A few specific things:

• The previously experimental/debugging options have been redesigned and renamed, and are now fully documented and supported features (see the readme's new Options section, and expand the collapsed details).
• Syntax features can now be individually disabled, so e.g. you could use regex({disable: {atomic: true}})`…` to disable support for atomic groups but keep support for other extended syntax. This truly enables your idea of adopting capabilities rather than flavors.
• There is a new option subclass: true that makes it perfectly safe to disable flag n and use numbered backreferences inside and outside of the regex (in all contexts and with all methods). So regex({subclass: true, disable: {n: true}})`…` invalidates basically everything I said on the subject before. With subclass enabled, there are no longer any gotchas to be aware of with any of regex's new flags or syntax (they can all be enabled or disabled as you please). I'd recommend that brep just always use subclass: true when operating on user-provided regexes.
  • Implementing this turned out to be significantly easier than I described it.
  • It subclasses RegExp in a way that uses one feature that could be deprecated in the future (based on the Stage 1 proposal I previously linked to), but if that ever happens (which I think is unlikely), now that I've gone through the exercise of implementing this I now understand how to make it work (with more code) even if I couldn't use the same features in the future.
  • In any case, that proposal remains at Stage 1, hasn't moved forward in the 4 years it's been around, there are lots of concerns/complaints from developers about it, and JS is not a language with a history of removing features.

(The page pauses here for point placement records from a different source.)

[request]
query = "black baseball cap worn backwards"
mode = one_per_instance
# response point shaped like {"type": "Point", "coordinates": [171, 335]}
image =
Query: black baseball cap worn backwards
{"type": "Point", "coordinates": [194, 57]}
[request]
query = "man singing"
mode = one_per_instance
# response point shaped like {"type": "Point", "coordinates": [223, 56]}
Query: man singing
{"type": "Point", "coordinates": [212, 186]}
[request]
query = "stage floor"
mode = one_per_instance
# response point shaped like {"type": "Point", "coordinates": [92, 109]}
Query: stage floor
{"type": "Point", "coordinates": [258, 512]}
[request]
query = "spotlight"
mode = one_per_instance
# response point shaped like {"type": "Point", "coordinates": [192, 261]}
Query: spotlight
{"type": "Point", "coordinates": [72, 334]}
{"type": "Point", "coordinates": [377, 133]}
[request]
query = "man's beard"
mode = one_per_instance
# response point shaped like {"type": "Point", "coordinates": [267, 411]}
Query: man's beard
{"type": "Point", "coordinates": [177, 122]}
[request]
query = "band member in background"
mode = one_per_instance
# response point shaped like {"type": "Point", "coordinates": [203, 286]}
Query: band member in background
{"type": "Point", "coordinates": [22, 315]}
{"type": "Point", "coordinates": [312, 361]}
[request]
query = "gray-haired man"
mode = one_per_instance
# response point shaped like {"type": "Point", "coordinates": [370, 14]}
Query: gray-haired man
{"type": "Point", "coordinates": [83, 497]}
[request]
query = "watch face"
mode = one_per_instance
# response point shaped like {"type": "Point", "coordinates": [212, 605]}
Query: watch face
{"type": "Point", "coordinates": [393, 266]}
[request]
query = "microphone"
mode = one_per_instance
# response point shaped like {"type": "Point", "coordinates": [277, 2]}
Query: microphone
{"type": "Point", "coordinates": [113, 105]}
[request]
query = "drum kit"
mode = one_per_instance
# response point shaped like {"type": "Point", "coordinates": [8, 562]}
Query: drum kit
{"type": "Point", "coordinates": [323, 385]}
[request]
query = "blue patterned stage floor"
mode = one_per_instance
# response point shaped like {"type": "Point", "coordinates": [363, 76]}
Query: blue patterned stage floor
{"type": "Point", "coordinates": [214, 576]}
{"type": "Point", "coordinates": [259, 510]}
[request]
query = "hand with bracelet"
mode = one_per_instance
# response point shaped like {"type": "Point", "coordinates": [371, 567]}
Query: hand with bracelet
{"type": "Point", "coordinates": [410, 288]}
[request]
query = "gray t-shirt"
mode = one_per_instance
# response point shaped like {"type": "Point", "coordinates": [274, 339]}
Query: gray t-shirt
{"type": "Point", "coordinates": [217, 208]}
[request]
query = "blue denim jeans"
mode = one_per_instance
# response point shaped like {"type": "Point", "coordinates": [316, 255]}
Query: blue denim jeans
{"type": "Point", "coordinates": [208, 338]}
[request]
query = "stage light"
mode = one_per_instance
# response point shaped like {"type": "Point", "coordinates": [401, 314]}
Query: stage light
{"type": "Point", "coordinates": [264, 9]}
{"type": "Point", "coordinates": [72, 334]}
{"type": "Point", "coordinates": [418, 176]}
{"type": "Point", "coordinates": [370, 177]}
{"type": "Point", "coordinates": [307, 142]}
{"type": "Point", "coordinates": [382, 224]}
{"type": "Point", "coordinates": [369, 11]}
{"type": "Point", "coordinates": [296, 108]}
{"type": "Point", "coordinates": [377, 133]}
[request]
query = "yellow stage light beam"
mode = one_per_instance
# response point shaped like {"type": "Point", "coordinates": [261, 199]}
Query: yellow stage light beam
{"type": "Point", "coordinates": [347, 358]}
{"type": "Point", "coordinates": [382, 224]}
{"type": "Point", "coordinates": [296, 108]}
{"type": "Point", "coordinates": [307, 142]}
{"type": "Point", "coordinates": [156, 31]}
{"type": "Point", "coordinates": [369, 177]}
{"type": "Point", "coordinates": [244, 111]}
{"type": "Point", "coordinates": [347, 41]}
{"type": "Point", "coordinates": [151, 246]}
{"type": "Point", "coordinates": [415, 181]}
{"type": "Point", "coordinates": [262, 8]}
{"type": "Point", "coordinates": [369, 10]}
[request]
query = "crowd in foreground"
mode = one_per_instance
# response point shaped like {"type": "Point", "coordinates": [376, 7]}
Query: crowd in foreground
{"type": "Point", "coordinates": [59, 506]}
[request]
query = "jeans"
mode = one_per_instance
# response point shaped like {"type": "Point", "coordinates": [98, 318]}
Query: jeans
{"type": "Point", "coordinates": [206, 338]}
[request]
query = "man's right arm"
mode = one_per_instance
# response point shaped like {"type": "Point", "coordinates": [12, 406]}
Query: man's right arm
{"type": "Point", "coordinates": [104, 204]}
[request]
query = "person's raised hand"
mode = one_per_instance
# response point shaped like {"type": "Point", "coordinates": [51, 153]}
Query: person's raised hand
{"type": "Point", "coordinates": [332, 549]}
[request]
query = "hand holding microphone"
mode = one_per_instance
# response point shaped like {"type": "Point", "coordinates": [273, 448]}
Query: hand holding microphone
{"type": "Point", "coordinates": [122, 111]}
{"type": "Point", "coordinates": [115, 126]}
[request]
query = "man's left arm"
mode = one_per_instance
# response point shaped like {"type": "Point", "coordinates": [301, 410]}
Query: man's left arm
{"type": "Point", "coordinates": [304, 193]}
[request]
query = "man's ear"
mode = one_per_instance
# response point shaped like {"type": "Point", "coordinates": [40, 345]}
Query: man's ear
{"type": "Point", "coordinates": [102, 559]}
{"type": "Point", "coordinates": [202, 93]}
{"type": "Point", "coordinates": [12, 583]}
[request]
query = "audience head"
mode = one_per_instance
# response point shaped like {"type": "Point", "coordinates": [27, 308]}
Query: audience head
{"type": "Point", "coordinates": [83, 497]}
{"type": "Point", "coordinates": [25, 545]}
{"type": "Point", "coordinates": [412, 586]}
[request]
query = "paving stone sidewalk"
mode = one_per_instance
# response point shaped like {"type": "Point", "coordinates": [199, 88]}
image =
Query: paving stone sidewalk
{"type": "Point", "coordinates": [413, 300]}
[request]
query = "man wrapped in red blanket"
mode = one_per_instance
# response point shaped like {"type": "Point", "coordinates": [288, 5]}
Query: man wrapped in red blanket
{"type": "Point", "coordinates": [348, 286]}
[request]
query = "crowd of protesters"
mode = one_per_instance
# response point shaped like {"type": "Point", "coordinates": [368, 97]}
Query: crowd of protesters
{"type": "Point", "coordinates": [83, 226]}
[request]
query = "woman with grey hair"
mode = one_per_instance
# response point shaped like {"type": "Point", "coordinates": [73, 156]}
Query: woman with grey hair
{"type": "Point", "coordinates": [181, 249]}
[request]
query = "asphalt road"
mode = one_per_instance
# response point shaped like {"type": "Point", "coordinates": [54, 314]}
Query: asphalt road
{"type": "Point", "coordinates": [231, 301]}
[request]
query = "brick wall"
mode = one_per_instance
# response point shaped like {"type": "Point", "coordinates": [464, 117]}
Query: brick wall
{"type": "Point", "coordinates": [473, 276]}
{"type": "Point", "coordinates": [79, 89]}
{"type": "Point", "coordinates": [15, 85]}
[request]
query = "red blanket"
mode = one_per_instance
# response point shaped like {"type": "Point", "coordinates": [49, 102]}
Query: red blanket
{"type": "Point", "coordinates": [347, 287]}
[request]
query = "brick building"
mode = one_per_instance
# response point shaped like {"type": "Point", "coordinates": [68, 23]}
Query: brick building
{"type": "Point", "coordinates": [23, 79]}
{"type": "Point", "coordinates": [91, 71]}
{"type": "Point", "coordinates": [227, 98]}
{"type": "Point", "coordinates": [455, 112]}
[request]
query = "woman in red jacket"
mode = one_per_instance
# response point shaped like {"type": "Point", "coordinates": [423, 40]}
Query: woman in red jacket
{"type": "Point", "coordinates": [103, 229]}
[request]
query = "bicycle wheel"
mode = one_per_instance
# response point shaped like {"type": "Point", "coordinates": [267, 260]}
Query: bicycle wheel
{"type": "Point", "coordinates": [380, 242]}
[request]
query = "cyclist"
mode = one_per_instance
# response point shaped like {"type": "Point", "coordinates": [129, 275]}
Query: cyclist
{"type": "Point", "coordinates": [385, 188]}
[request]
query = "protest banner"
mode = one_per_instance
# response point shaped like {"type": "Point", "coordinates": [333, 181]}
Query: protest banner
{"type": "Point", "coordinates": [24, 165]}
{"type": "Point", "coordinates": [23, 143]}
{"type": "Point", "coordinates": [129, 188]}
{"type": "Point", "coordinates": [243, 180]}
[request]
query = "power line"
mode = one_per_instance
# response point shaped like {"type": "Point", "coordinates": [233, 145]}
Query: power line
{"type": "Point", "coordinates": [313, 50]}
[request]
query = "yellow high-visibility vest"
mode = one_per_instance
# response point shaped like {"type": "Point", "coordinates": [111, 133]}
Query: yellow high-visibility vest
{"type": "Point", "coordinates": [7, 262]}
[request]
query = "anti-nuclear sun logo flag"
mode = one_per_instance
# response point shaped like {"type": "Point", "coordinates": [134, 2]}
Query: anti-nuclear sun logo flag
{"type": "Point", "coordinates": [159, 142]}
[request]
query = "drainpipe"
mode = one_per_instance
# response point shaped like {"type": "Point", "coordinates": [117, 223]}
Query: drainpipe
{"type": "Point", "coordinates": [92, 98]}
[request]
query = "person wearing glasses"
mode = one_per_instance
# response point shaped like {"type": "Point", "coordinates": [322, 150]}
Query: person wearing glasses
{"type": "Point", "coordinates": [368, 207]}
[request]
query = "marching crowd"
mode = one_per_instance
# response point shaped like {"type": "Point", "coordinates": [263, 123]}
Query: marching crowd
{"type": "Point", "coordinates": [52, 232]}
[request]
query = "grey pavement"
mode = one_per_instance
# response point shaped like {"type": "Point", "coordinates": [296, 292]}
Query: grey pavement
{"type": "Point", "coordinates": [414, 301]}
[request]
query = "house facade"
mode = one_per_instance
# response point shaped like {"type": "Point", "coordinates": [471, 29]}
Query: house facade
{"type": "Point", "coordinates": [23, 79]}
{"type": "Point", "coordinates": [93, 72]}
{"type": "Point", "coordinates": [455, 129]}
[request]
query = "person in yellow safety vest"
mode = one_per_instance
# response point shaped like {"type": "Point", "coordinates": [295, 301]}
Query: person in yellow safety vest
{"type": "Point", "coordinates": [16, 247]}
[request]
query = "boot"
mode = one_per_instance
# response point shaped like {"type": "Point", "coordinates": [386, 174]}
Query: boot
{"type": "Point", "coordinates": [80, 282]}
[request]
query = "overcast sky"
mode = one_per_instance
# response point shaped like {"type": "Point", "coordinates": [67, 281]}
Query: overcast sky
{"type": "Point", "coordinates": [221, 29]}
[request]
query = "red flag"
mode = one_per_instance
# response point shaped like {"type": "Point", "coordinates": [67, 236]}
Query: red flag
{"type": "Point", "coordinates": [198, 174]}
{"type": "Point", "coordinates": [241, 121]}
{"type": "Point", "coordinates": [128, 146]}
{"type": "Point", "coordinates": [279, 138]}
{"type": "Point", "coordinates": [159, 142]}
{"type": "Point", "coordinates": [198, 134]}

Assuming you're still interested 😊 I'd be happy to help with any PRs, but it's probably best for you to decide up front about exactly how to include regex and expose it to users.

[LeaVerou]

This is amazing! My bandwidth is low right now because my PhD defense is coming up in a few days, but I'm definitely still interested. Need to mull over the API though to be novice-friendly without causing problems for more advanced users.